Fossil celebrates Black History Month with ‘Learn at Lunch’ presentations


Melissa May

All throughout Black History Month, Fossil’s social studies department hosted a multitude of presentations highlighting the stories and lives of prominent black people and their influence on history.

Melissa May, Editor in Chief

Over the past 52 years, the United States has celebrated February as Black History Month, an annual celebration of the achievements and central role of black people throughout history. The idea stemmed from historian Carter G. Woodson and other prominent black Americans, who originally set aside a week of observance which later extended to the month that is celebrated now.

This month, the Fossil Ridge High School social studies department hosted a variety of presentations that honored some of the most prolific and influential figures in black history. Every Tuesday and Thursday throughout the entire month, different social studies teachers presented the stories of different black history figures during lunch in room W104.

Dan Rypma, co-department chair of the social studies department, originally came up with the idea to host the presentations. He and his fellow co-chair, Lisa Plank, have made a large effort to bring more awareness and recognition to historical and cultural markers like Black History Month. 

“He has worked hard to publicize Hispanic Heritage Month, Native American Heritage Month, Black History Month, and Women’s History Month next month,” elaborated Plank. In honor of Black History Month, Rypma joined up with Fossil’s Black Student Union in order to put on the ‘Learn at Lunch’ presentation series. Rypma and Plank hoped that these presentations would help reinforce the idea that this is a  month-long celebration while bringing awareness to a few of the significant stories throughout black history. 

They touched on a variety of topics through each person that was covered, like slave rebellions, psychology, and activism throughout the Civil Rights movement. Over the span of the month, they presented the lives and stories of Frederick Douglass, Ona Judge, Denmark Vesey, Gabriel Prosser, Nat Turner, Mamie and Kenneth Clark, and Desmond Tutu.

“We wanted to present about ‘the life’ of someone. To tell the story about the life of someone in history who may not be well known,” explained Plank, who presented on the lives and slave rebellions of Denmark Vesey, Gabriel Prosser, and Nat Turner. “All of those people had varied backgrounds, lived through different eras, and had numerous accomplishments and contributions to their communities.
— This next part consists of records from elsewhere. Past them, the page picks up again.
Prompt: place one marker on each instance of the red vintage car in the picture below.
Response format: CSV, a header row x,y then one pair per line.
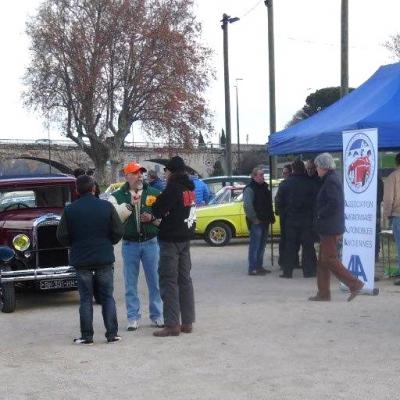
x,y
30,210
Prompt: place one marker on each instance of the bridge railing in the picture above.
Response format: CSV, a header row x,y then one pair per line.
x,y
71,143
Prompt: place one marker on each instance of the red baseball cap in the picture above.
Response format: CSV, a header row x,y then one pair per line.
x,y
133,168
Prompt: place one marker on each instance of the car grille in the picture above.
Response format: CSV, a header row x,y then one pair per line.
x,y
50,252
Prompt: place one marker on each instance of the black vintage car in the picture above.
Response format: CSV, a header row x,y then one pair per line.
x,y
30,210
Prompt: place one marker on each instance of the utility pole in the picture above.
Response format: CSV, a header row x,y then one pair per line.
x,y
225,20
344,64
271,63
237,120
272,108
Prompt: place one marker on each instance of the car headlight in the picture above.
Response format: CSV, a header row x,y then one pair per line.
x,y
21,242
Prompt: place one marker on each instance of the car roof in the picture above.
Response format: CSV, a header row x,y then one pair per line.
x,y
31,180
226,178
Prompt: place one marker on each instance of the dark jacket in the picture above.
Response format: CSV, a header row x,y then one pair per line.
x,y
176,206
157,184
91,227
296,200
330,206
257,202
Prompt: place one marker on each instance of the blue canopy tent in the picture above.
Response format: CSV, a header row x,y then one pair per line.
x,y
375,104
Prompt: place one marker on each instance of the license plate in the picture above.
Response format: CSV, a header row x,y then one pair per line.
x,y
58,284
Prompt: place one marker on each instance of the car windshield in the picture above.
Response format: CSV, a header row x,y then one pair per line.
x,y
274,191
43,196
222,196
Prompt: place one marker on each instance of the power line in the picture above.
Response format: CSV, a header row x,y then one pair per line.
x,y
251,9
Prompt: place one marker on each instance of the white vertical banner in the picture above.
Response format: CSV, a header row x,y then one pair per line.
x,y
360,170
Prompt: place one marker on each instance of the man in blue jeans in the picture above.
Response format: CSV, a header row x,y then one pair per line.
x,y
133,202
259,214
91,227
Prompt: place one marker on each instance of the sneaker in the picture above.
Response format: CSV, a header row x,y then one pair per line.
x,y
157,323
132,325
263,271
114,339
87,342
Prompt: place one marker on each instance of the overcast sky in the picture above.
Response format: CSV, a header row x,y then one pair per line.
x,y
307,56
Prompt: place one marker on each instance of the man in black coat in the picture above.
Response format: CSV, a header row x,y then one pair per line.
x,y
259,215
330,227
296,202
176,208
91,227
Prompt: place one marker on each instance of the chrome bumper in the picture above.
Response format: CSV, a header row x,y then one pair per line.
x,y
38,274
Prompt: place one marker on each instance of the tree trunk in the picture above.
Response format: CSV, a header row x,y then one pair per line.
x,y
100,173
116,166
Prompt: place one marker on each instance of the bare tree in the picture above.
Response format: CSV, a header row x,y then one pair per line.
x,y
100,66
393,45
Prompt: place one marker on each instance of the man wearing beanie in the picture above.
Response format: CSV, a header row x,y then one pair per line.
x,y
176,208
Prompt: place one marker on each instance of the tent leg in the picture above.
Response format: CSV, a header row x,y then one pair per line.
x,y
270,188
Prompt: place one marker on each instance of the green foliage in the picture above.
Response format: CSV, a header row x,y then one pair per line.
x,y
251,159
315,102
218,170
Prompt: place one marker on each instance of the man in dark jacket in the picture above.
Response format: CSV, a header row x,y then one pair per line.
x,y
91,227
259,214
176,208
296,202
330,226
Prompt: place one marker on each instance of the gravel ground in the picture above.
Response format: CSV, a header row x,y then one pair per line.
x,y
255,338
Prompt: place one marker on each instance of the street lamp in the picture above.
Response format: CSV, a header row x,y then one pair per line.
x,y
225,20
237,119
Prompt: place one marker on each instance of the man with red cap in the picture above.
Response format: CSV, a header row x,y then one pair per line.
x,y
133,201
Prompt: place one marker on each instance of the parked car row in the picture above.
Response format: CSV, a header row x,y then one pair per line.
x,y
30,211
218,223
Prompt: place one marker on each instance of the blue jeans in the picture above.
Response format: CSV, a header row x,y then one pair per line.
x,y
258,241
148,253
101,280
396,233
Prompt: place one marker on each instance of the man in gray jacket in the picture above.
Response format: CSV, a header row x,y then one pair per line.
x,y
259,214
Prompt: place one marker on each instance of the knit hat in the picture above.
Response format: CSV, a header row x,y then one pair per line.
x,y
175,164
134,168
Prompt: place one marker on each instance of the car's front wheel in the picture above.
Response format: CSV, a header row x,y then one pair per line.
x,y
218,234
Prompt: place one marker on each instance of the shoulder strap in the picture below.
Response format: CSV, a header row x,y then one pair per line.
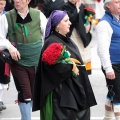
x,y
15,37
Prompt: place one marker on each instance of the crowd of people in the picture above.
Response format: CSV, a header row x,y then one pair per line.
x,y
51,49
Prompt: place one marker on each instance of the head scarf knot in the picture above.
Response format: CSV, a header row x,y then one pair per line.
x,y
54,19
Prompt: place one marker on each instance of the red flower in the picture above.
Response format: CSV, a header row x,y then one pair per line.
x,y
52,53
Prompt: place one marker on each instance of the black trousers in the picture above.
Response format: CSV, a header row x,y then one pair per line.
x,y
24,81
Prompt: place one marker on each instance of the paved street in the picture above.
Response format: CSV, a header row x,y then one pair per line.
x,y
98,83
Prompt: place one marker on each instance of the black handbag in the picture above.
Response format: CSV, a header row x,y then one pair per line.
x,y
6,57
4,54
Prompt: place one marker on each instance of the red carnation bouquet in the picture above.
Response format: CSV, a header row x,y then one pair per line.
x,y
89,13
57,53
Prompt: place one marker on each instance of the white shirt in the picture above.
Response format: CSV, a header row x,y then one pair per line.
x,y
104,33
4,43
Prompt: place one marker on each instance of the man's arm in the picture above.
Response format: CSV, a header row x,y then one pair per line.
x,y
4,43
43,20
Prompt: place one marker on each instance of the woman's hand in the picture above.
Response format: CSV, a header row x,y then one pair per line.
x,y
14,53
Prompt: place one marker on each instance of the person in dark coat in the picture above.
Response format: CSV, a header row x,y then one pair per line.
x,y
79,30
62,90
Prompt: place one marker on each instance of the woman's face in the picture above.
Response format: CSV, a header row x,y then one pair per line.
x,y
2,5
64,26
21,4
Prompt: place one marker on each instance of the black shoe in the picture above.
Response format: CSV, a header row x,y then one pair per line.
x,y
2,106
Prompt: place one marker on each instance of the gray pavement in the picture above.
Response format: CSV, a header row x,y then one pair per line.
x,y
97,80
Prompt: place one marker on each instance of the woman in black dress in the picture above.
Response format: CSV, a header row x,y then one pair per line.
x,y
59,94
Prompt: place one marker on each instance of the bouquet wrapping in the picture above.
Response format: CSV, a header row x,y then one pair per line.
x,y
57,53
89,13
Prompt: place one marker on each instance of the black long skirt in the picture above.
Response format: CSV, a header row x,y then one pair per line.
x,y
62,113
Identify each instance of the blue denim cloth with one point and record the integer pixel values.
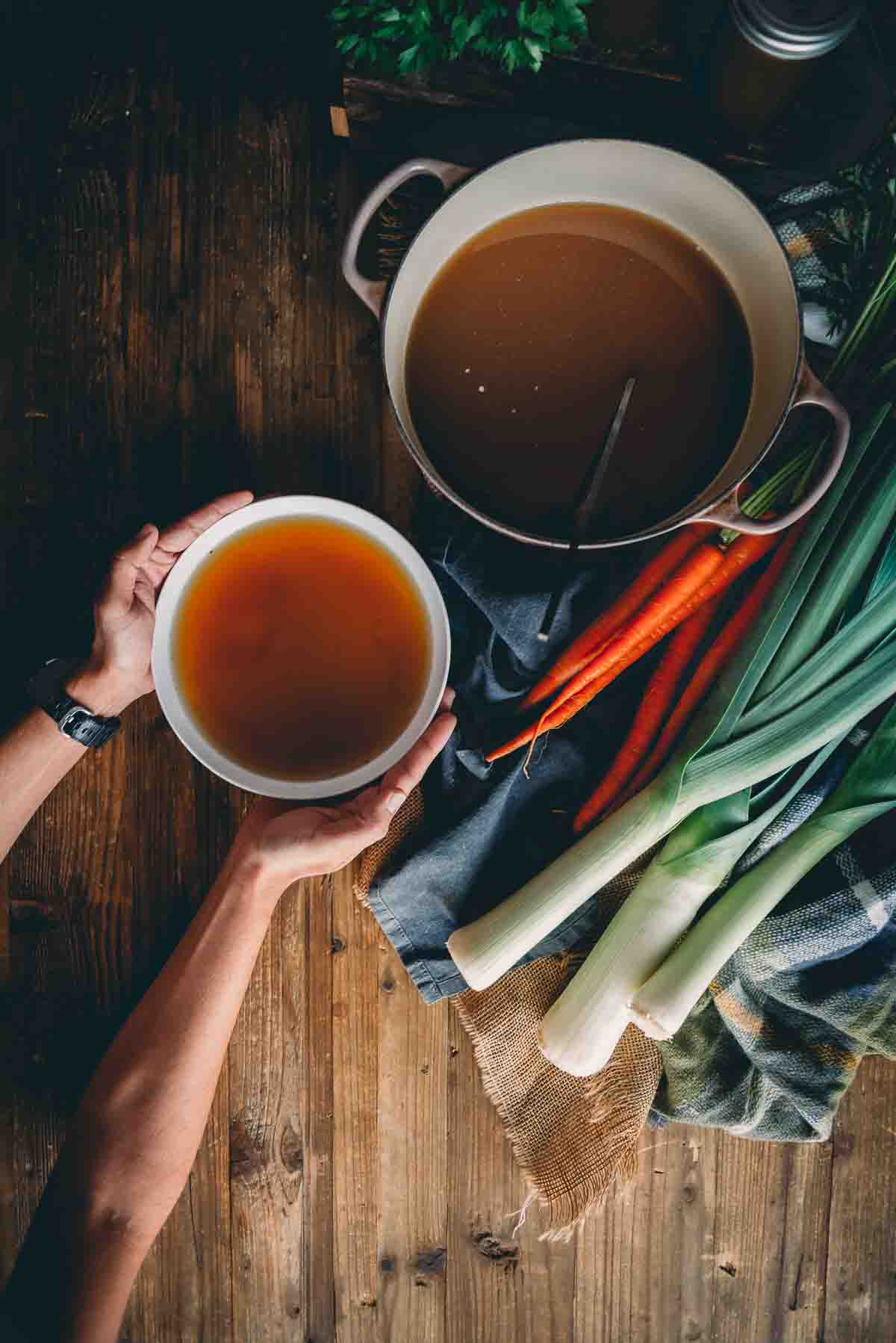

Most of them are probably not well known by students too,” she said.

The presentations took place routinely throughout the month and highlighted a variety of topics. “[We wanted] to reinforce the idea that this is a month-long recognition, not just a day,” explained Plank. (Melissa May)

Plank was excited to get to share these stories with Fossil students and thought that this would be an amazing opportunity to recognize some important figures throughout history and further support and bring awareness to Black history. “​I volunteered to present because I wanted to support our department initiative and I have been a student of Black history for most of my academic life. I felt like it was an area that I have knowledge and interest in and could contribute to.”

While the presentations have concluded for the month, Plank and Rypma are hopeful for the future, expressing their desire to continue the tradition for Black History Month in future years. They even want to try to do other school-wide recognition activities for other topics, and Plank explained that they would “love to hear from any other school groups who have suggestions or would want to team up with the social studies department in the future.” They look forward to continuing their efforts across the school so that Fossil students can become more informed about a variety of important topics like these in the future.